D.C. Circuit Denies Standard/Tegna Mandamus Relief
The U.S. Court of Appeals for the D.C. Circuit has denied the Standard/Tegna broadcasters’ petition for writ of mandamus, according to a brief, unpublished decision in docket 23-1084 Friday morning.
With the court declining to compel the FCC to act quickly, broadcasters Standard General, Tegna and Cox Media Group are running out of options for getting the deal approved before its financing runs out May 22, said academics and communications attorneys. The companies technically could pursue en banc appeals of the court orders or seek certiorari before the U.S. Supreme Court, but those are extreme long shots that would likely take time that the transaction doesn’t have, attorneys told us
The broadcasters “have not demonstrated that respondent has unreasonably delayed in acting on their applications,” ruled Judges Cornelia Pillard, Michelle Childs and Florence Pan. “Nor have they shown that respondent has a ‘crystal clear’ duty to rule on their applications without resort to a hearing.” The order’s unpublished status, terseness and the language used are very standard in mandamus denials, and suggest the court didn’t see the petition as novel or rising to the very high level required for mandamus, said former NAB General Counsel Jack Goodman.

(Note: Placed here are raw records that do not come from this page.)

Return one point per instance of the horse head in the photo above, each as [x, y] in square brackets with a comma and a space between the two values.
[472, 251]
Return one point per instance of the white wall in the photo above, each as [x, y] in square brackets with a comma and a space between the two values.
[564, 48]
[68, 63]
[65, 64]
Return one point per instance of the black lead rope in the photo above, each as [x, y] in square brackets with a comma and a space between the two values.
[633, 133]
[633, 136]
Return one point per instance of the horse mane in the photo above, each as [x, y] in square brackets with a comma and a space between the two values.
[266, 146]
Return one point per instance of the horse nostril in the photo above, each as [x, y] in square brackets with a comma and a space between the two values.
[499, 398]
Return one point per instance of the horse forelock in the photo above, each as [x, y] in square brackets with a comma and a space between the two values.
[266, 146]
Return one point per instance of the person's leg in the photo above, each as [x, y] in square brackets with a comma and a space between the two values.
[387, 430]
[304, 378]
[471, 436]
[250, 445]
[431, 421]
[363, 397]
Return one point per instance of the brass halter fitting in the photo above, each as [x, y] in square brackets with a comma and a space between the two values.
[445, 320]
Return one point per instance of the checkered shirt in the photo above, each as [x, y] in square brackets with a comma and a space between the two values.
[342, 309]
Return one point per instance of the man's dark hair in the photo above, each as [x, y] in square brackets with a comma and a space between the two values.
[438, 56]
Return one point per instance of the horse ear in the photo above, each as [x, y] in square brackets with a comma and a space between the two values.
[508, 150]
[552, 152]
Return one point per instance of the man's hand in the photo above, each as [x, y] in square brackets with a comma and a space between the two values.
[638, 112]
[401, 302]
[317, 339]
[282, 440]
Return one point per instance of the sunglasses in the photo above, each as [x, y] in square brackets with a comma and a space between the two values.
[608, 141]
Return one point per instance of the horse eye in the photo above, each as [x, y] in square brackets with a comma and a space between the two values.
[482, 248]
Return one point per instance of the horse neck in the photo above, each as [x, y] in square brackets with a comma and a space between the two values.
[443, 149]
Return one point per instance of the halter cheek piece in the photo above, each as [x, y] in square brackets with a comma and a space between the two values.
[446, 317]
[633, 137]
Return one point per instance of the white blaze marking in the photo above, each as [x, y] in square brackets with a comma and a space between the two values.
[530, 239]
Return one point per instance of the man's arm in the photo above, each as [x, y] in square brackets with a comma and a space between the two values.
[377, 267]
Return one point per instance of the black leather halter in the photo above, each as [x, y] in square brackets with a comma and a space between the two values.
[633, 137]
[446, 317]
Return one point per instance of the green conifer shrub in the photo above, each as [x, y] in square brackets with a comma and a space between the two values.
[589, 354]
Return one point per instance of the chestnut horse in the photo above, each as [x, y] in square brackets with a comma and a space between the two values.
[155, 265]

Mandamus petitions often require a matter to have languished for years to be granted, attorneys told us. In a 1984 case cited in the order, Telecomms. Research & Action Center v. FCC, the D.C. Circuit ruled the courts should defer to agencies on how long it takes them to get their work done, said Linda Jellum, administrative law professor at the University of Idaho College of Law.
Standard General and the FCC didn’t comment on the ruling. “Standard General's desperate attempt to salvage its TEGNA deal never had a chance,” emailed Andrew Schwartzman, who represents deal opponents and Communications Workers of America's NewsGuild and National Association of Broadcast Engineers and Technicians sectors. “This should be the end of the road; Standard General says that it can't extend its financing beyond May 22, and the FCC cannot possibly complete its ongoing hearing by then.”
The order lists the decision as unanimous, likely a bad sign for a possible en banc appeal, attorneys told us. Still, the broadcasters could attempt appeal because they are bound by provisions in their merger agreement to make every attempt to get regulatory approval for the transaction. After the unsuccessful Sinclair/Tribune deal was designated for hearing and broke up, Tribune sued Sinclair for breach of contract in 2018 and argued Sinclair hadn’t sufficiently strived to allay regulators concerns. That case was resolved in 2020 with a settlement involving a $60 million payout and the sale of a TV station to Tribune’s then-new parent company Nexstar. Standard/Tegna could lead to similar litigation, attorneys told us.
Standard Managing Partner Soohyung Kim told us April 17 he still has hopes that three FCC commissioners could force a vote on the deal before May 22, short-circuiting the ongoing hearing proceeding. At the FCC commissioners' Thursday’s FCC meeting, demonstrators organized by the Korean American Association of Greater New York (KAAGNY), Arc of Justice and Protecting Our Future protested outside calling on the agency to hold a vote. The protest was intended to “call attention to the lack of diversity in media ownership and the FCC’s efforts to stonewall Standard General’s proposed acquisition of TEGNA,” said an email advisory seeking participants for the demonstration. Charles Yoon, president of KAAGNY, wrote the FCC in March to say that letting Kim control media outlets would support the cause of diversity. Arc of Justice has also been supportive of the deal before the agency. "This new company will undoubtedly breathe a new breath of life into a culturally antiquated industry devoid of the true riches born out of a real multicultural establishment," wrote President Kirsten John Foy in July.
The deal “would increase minority ownership of commercial TV stations by almost 300%, said the advisory. "Despite being on the record calling for more diversity in media ownership, the FCC has yet to hold a vote,” it said. KAAGNY, Arc of Justice and Protecting Our Future didn't respond to requests for comment. Commissioner Brendan Carr said Thursday that he doesn’t believe commissioners can vote on an item that the FCC chair hasn’t brought before them (see 2304200060).
The broadcasters are also pushing to speed up the FCC’s hearing process (see 2304200060). Last week they requested a vastly abbreviated briefing schedule that would likely require waivers of some FCC procedural rules to enact but could lead to a decision by May 22. Scheduling proposals from the unions and FCC Enforcement Bureau would take the hearing proceeding well into 2024.
An initial status conference to set the schedule will be held April 26. Kim said Tuesday the May 22 expiration date can’t be shifted because the transaction’s financing was “irreplaceable cheap” and based on economic conditions and interest rates that no longer exist. Under the agreement, Tegna will pocket a $136 million payout if the deal dissolves, but Kim said that Tegna shareholders -- Standard being the largest -- will lose $2 billion on its collapse. Tegna’s stock was down 3.81% Friday afternoon.